Ecuadorian Holy Week – A Festival for Foodies!
As a predominantly Catholic country, it’s perhaps unsurprising that the Easter celebrations in Ecuador are a big deal! In fact, during Holy Week most of the country is on an extended vacation allowing plenty of time for relaxation, celebration, fasting and feasting! Whilst you’re not going to find the Ecuadorian supermarkets lined with chocolate eggs (this might be a relief for those of you who, like me, find yourself harbouring a half-eaten Easter egg until mid-September), you’ll be able to take your pick of the local restaurants which are guaranteed to offer a range of typical Easter fare. If you want to attempt some of these tasty Easter dishes in your own home you wouldn’t go far wrong in starting your Easter feast with a hearty portion of fancesca, said to represent Jesus and the 12 disciples, followed by some warming molo (Ecuadorian mashed potato). For those of you craving the sugary hit usually provided by Easter chocolate, why not top things off with some rich Dulce de Higos (candied figs)?
- Molo (Ecuadorian mashed potato):
- Prep: 30 minutes
- Cook: 30 minutes
- Total time: 1 hour
- Recipe serves: 4
- 6 Medium sized potatoes
- 4 Tbs butter
- 1 Cup finely diced white onion
- 2 Garlic cloves, minced
- 1/4 Tsp ground achiote or annatto (substitute with saffron soaked in hot water)
- 1 1/4 Cups milk, maybe more to taste
- 1 Cup crumbled fresh, mild cheese (feta is a good option)
- 1/4 Cup double Cream
- Salt to taste
- Lettuce leaves, feta cubes, hard boiled eggs, avocado slices, fine slices of mild chilli, spring onions, coriander (or parsley) and diced tomato - to serve.
- Peel and halve potatoes then boil for 20 minutes (or until soft). Take off the heat, drain and put to one side.
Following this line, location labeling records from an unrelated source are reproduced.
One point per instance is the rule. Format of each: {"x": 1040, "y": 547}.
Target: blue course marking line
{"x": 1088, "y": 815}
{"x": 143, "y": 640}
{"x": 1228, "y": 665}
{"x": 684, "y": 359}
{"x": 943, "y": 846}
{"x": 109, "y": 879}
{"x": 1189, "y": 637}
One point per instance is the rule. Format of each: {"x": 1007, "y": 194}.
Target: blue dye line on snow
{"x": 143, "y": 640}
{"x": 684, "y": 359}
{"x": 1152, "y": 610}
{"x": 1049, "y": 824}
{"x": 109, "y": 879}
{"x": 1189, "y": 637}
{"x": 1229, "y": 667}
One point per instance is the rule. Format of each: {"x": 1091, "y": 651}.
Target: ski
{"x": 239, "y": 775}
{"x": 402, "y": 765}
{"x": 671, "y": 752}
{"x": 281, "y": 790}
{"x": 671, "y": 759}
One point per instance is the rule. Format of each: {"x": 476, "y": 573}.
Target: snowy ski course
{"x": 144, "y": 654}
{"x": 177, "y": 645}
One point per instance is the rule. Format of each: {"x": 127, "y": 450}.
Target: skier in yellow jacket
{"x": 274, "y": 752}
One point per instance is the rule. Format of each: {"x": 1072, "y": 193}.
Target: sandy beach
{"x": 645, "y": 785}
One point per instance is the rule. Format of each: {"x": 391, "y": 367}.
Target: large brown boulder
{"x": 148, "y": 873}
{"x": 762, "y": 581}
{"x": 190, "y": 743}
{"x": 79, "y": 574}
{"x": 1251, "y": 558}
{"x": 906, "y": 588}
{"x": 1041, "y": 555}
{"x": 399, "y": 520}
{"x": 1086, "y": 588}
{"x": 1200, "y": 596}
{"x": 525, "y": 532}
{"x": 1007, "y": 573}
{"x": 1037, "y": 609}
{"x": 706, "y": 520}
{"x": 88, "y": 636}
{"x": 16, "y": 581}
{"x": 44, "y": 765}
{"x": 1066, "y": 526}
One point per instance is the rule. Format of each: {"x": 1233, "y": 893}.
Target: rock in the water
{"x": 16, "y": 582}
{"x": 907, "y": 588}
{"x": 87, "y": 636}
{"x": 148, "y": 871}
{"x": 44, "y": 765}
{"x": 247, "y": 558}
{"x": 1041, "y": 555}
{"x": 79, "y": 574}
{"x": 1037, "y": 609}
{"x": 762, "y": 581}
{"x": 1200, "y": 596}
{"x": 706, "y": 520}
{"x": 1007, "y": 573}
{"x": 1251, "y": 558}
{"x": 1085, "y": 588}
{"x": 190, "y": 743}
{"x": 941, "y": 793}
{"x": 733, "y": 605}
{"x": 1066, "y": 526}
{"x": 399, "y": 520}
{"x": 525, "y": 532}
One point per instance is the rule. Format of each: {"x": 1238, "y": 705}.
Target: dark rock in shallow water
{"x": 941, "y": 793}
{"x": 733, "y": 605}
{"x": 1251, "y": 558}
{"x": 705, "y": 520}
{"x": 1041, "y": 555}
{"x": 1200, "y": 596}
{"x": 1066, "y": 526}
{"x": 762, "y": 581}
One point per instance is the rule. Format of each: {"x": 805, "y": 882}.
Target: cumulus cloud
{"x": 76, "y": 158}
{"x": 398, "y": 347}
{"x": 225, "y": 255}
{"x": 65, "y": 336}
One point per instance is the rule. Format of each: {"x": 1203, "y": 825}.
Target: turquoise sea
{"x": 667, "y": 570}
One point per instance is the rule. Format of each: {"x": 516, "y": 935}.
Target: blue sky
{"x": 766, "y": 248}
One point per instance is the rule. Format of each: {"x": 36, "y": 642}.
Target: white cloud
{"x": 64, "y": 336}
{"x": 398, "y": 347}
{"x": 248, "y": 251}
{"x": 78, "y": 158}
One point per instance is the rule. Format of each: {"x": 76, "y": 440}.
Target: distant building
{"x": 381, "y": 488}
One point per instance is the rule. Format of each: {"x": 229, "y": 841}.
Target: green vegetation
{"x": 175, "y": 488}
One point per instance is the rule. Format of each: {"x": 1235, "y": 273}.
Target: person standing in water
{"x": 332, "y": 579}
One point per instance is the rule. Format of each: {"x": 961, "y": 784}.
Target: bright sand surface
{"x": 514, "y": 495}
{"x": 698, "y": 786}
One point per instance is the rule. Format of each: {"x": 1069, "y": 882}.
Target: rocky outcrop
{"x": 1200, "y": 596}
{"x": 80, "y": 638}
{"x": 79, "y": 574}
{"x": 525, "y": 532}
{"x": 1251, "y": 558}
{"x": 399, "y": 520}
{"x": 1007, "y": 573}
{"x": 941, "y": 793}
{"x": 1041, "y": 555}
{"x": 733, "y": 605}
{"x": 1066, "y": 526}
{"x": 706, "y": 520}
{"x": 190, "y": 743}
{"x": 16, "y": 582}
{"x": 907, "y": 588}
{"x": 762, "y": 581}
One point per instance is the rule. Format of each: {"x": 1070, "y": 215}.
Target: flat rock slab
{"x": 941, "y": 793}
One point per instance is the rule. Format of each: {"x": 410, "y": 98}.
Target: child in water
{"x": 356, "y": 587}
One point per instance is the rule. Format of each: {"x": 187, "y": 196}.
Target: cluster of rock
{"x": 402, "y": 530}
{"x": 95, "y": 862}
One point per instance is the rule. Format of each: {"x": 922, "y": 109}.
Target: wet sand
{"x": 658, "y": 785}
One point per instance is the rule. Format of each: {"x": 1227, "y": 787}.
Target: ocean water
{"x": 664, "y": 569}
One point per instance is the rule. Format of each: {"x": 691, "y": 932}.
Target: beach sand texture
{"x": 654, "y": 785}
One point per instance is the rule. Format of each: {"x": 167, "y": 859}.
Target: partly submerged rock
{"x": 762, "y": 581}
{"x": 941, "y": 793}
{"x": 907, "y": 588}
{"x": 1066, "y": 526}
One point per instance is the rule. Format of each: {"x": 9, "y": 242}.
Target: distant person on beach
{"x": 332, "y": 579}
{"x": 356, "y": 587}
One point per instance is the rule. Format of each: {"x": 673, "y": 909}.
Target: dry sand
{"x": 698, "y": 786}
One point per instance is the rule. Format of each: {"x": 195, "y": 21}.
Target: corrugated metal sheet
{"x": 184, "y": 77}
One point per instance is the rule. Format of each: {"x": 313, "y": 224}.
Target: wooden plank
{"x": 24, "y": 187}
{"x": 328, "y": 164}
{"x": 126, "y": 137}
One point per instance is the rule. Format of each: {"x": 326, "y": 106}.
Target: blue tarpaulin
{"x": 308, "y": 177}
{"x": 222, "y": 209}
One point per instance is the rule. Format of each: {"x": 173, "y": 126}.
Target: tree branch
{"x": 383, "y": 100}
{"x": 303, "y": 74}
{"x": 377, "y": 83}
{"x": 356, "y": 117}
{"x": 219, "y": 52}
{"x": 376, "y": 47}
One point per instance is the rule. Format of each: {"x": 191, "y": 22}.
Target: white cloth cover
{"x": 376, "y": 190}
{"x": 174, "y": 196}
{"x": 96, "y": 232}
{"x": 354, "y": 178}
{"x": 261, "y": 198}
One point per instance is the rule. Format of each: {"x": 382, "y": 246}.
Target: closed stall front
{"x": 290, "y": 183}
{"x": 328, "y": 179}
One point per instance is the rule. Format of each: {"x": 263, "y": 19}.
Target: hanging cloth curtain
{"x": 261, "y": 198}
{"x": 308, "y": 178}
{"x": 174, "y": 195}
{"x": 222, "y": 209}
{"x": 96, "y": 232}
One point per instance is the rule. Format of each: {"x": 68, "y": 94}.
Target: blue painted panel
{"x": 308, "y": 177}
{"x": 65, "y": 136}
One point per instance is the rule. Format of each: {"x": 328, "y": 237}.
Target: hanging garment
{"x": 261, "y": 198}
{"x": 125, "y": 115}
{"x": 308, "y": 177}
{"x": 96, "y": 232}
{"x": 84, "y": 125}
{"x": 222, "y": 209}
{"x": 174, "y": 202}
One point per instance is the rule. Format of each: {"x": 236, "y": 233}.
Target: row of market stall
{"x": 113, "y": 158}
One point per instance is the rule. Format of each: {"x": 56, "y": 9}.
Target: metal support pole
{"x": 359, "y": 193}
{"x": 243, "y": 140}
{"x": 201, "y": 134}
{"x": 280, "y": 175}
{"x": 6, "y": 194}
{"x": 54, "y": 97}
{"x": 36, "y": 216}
- In a saucepan, melt the butter over medium low heat adding the diced white onions, minced garlic, achiote powder and a pinch of salt. Cook until onions are translucent, about 7-10 minutes, stirring frequently to ensure they don't burn.
- Add the potatoes and milk to the onions mixture, mash the potatoes until the are creamy and lump-free.
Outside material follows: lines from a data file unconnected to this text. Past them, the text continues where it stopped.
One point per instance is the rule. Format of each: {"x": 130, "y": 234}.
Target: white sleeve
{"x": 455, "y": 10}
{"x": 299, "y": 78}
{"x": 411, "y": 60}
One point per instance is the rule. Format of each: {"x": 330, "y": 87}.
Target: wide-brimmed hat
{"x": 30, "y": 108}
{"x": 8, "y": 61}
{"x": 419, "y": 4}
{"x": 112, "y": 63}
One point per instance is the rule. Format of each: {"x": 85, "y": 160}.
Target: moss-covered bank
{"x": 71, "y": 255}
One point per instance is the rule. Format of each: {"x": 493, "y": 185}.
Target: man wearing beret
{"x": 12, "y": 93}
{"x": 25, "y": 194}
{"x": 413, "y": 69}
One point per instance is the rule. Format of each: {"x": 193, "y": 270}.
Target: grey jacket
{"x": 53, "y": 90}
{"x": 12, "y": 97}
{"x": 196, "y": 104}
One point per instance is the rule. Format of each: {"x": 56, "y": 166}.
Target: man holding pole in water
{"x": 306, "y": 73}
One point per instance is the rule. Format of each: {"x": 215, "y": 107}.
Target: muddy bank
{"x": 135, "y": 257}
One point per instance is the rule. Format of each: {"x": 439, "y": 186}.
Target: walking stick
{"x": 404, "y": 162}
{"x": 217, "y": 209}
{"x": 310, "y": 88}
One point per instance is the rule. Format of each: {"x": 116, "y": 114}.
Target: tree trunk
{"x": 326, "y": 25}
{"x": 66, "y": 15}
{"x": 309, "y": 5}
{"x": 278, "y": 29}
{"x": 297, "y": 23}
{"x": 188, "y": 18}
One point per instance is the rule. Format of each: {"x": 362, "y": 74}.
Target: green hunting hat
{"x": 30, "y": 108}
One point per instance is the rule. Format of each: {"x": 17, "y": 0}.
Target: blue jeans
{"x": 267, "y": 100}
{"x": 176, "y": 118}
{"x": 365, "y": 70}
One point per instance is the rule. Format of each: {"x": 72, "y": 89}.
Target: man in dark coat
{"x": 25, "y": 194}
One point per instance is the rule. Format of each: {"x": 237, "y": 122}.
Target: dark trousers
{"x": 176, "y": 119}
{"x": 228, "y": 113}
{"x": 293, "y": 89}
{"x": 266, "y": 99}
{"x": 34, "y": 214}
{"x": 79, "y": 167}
- Mix in the crumbled cheese and cream, season to taste.
- Use a small bowl as a mould and serve a dome of mashed potato on a bed of lettuce leaves, garnished with a selection of ingredients from the list above.
- Dulce de Higos:
- Prep: 15 minutes
- Cook: 1 hour
- Total time: 1 hour, 15 minutes
- Recipe serves: 8
- 12 Fresh figs (firm but not ripe)
- Pinch of baking soda
- 1lb Panela or dark muscovado sugar
- Ground cinnamon, cloves, nutmeg, al spice (at least a 1 tsp of each - depending on how strong you wish it to be)
- Slices of quesillo cheese (substitute with mozzarella)
- Gently open the ends of the figs by making two small diagonal incisions into the narrowest end of each fig.
- Place the figs in a bowl, cover them with cold water and let them soak for 24 hours.
- Rinse the figs and place in a saucepan. Fill with enough water to cover the fruit.
- Add the baking soda and slowly bring the water to a boil over a medium heat. Cook for about 15 minutes or until soft.
- Remove from the heat and let the figs soak in the same water for another 24 hours.
- Drain the water and lightly squeeze each fig to remove some of the excess water.
- Combine the panela/brown sugar and spices in a large saucepan, cover with around 1 litre of water, bring to the boil.
- Ensuring that the panela/brown sugar is completely dissolved, add the figs and simmer on a low heat until the water begins to thicken and turn syrupy, stirring occasionally. This stage of the process will normally take at least a couple of hours - if the liquid is evaporating too quickly, lower the heat further and simmer with a lid on for half the time.
- Serve either warm or cold with a slice of quesillo/mozzarella. Alternatively, serve with mature English cheddar or stilton for a British take on this classic Ecuadorian dessert.